Aug. 21 (Bloomberg) -- Canada's dollar rose for a third day as the price of crude oil increased.

Crude oil for October delivery also increased for a third day, topping $118 a barrel. Oil and other commodities make up about half of Canada's exports.

Canada's dollar increased 0.6 percent to C$1.0537 per U.S. dollar at 7:51 a.m. in Toronto, from C$1.0537 yesterday. One Canadian dollar buys 94.90 U.S. cents. The currency touched C$1.0728 on Aug. 12, the weakest since August 2007.

``The market will be watching oil,'' said Steve Butler, director of foreign-exchange trading at Scotia Capital Inc. in Toronto.

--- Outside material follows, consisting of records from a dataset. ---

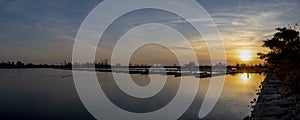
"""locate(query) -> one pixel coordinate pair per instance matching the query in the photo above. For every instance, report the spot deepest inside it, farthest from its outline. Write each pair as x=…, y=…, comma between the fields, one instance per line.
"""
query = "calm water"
x=51, y=94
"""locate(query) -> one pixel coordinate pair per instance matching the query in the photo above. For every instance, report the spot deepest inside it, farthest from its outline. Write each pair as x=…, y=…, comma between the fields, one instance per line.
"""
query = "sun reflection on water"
x=245, y=77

Canada's currency sank last week to the lowest in a year and has lost about 4.5 percent as crude oil fell from a record 147.27 a barrel set July 11. Crude oil for October delivery rose 2.7 percent to $118.13 a barrel today on bets Russian supplies may be disrupted because of rising tension with the U.S.

Consumer prices increased 3.4 percent in July from a year ago after a 3.1 percent annual gain during the previous month, Statistics Canada reported today in Ottawa.

``The data is unlikely to influence the Bank of Canada in terms of monetary policy,'' said Jack Spitz, managing director of foreign-exchange trading at National Bank of Canada in Toronto. ``Look for Canadian dollar directional bias from broad U.S. dollar flows, commodity pricing and upcoming U.S. data.''

Canada's central bank held the overnight lending rate at 3 percent for a second consecutive meeting on July 15. The bank's target for annual inflation is 2 percent.

The U.S. dollar has risen against all of the other major currencies this month on speculation the U.S. economic slowdown is spreading to other industrialized countries.

The yield on the two-year government bond fell 2 basis points, or 0.02 percentage point, to 2.77 percent. The price of the 3.75 percent security due in June 2010 increased 3 cents to C$101.68.